GamesBeat: How long had you worked on that previously?

Spector: We worked on it in 2018 and 2019. That was it.

GamesBeat: How large had the studio gotten for that project?

Spector: I think we maxed out at 17.

GamesBeat: Was there a period of recovering from that, then? I think you had to downsize.

Spector: Yes, we did. There was certainly a period of personal recovery. I’m not sure how to say it. I take this personally, you know? Game development is not just a job to me. It took me a while to get my creative juices flowing again. And then COVID hit. The world got crazy.

GamesBeat: What seems good about the environment right now–we seem to be in a day when veteran game developers can get access to capital again and start new things now.

Spector: We certainly can get meetings. There’s a lot of money floating around right now. You’ve noticed it. Lots of other analysts have noticed it. There are certainly opportunities.
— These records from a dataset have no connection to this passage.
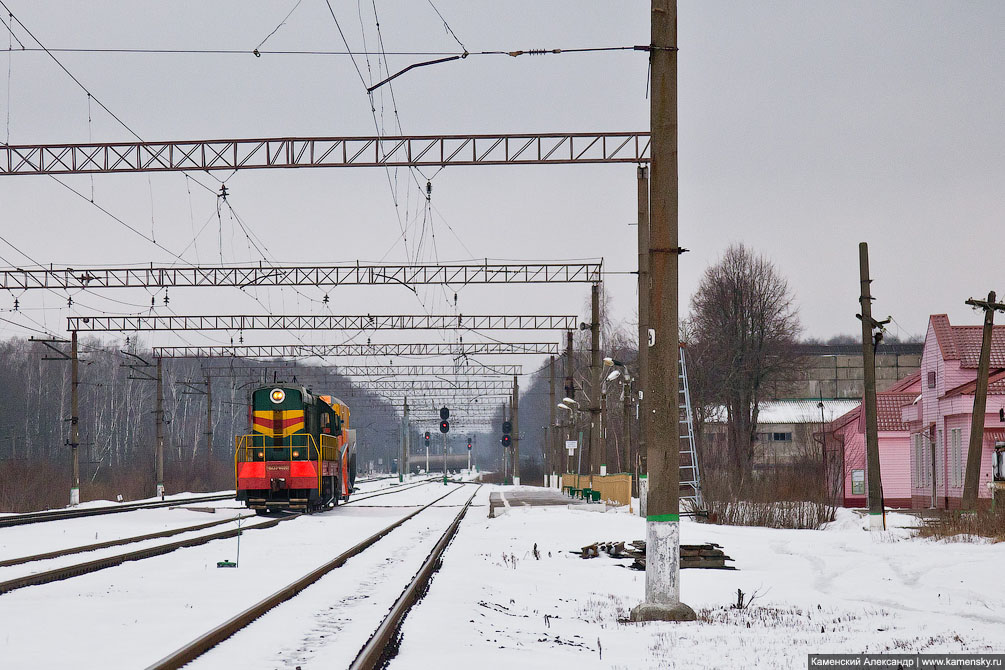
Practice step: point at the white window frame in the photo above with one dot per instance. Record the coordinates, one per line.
(956, 437)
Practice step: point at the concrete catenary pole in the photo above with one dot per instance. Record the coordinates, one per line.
(74, 420)
(516, 431)
(643, 315)
(873, 477)
(159, 423)
(973, 473)
(662, 548)
(402, 450)
(209, 419)
(596, 370)
(551, 437)
(570, 388)
(506, 450)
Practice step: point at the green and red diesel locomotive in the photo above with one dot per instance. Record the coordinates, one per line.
(300, 453)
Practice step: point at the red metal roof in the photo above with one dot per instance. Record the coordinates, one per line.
(888, 406)
(944, 336)
(888, 417)
(963, 343)
(912, 383)
(996, 386)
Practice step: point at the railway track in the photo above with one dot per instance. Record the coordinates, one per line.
(77, 570)
(368, 656)
(60, 514)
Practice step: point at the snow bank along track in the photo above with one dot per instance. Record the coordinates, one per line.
(371, 654)
(38, 517)
(110, 562)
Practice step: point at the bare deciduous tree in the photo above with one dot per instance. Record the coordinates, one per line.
(745, 324)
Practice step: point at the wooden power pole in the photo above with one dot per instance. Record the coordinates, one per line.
(972, 477)
(662, 527)
(643, 315)
(877, 519)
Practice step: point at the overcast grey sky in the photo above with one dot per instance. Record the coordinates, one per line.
(805, 129)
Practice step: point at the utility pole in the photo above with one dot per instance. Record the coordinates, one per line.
(506, 450)
(516, 431)
(74, 420)
(570, 393)
(551, 441)
(643, 315)
(626, 392)
(877, 520)
(159, 422)
(402, 461)
(596, 371)
(662, 526)
(972, 476)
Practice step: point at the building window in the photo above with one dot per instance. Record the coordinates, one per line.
(956, 456)
(858, 482)
(941, 455)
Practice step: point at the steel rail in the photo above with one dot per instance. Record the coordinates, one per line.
(376, 349)
(374, 653)
(117, 542)
(37, 517)
(207, 641)
(111, 562)
(105, 323)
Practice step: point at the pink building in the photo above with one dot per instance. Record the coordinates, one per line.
(847, 435)
(925, 425)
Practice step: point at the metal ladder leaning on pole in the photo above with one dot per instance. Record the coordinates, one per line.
(690, 479)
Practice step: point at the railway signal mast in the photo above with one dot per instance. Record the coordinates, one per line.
(444, 428)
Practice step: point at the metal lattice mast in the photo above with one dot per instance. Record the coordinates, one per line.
(690, 478)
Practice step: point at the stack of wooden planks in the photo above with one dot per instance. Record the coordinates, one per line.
(708, 556)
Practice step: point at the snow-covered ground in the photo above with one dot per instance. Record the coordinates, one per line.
(493, 605)
(132, 615)
(841, 590)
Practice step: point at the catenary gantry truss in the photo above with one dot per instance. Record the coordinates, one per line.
(474, 370)
(305, 351)
(322, 322)
(244, 276)
(362, 152)
(406, 386)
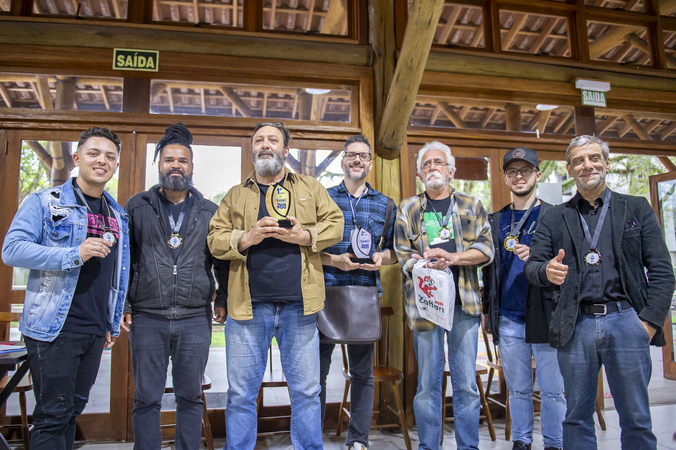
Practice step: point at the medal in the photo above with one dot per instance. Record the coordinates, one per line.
(175, 241)
(445, 233)
(510, 243)
(592, 257)
(109, 236)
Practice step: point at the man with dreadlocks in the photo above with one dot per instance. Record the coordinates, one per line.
(168, 309)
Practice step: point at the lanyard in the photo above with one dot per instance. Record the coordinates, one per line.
(514, 230)
(349, 198)
(593, 242)
(176, 225)
(443, 223)
(105, 226)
And I can’t wait to talk more about this.

GamesBeat: How did you start this revival, being able to do a new game or another game?

Spector: It’s what Paul and I love to do. Individually and together, we’ve created a lot of franchises that have had long lives. People still talk about Underworld. They still talk about System Shock. It blows my mind that 22 years after we shipped Deus Ex, people are still talking about it and playing it. For all the mixed response to the Epic Mickey games from gamers–gamers, I don’t think they got it. But a more mainstream audience did. Years later I still get fan letters. Or fan emails now. People who tell me they’ve played the game 10 times.

The response to Epic Mickey was incredible. I would get fan letters and email from people who said the game helped them get through chemotherapy. I once got a letter from someone who said that his daughter is autistic and doesn’t engage with the world, but she engaged with the game, and he insisted that he tell me how important the game was to her. There was a kid in a wheelchair who showed up at a trade show and asked if he could use the game as part of his physical therapy. I got an email from his dad later saying that his doctor said it would be great for him. People are still talking about the game. That’s what Paul and I have done, and that’s what we want to do again.

Like I said, this is not just a way to pay my mortgage. It’s a career. I’ve always thought that games were important. I remember back at Origin, I used to look around and I’d see what Richard Garriott and Chris Roberts were doing, Paul and Doug Church and the team working on Underworld and System Shock. I’d think we were going to change the world. We didn’t do that personally, but video games have changed the world. We won. There’s still plenty more to explore. It’s not hard to keep going.

OtherSide Entertainment has teams in Austin, Texas, and Concord, Massachusetts.

GamesBeat: Did you have despairing moments where you thought maybe it might be better to disband the studio? At what point did you turn from that kind of thinking to doing something again?

Spector: I never thought that it would be good to disband any team. It happens in this business, maybe more frequently than one would hope. But no. I had a good team. We ran into some circumstances. Tencent is now taking the franchise forward. It’s good for everybody, honestly.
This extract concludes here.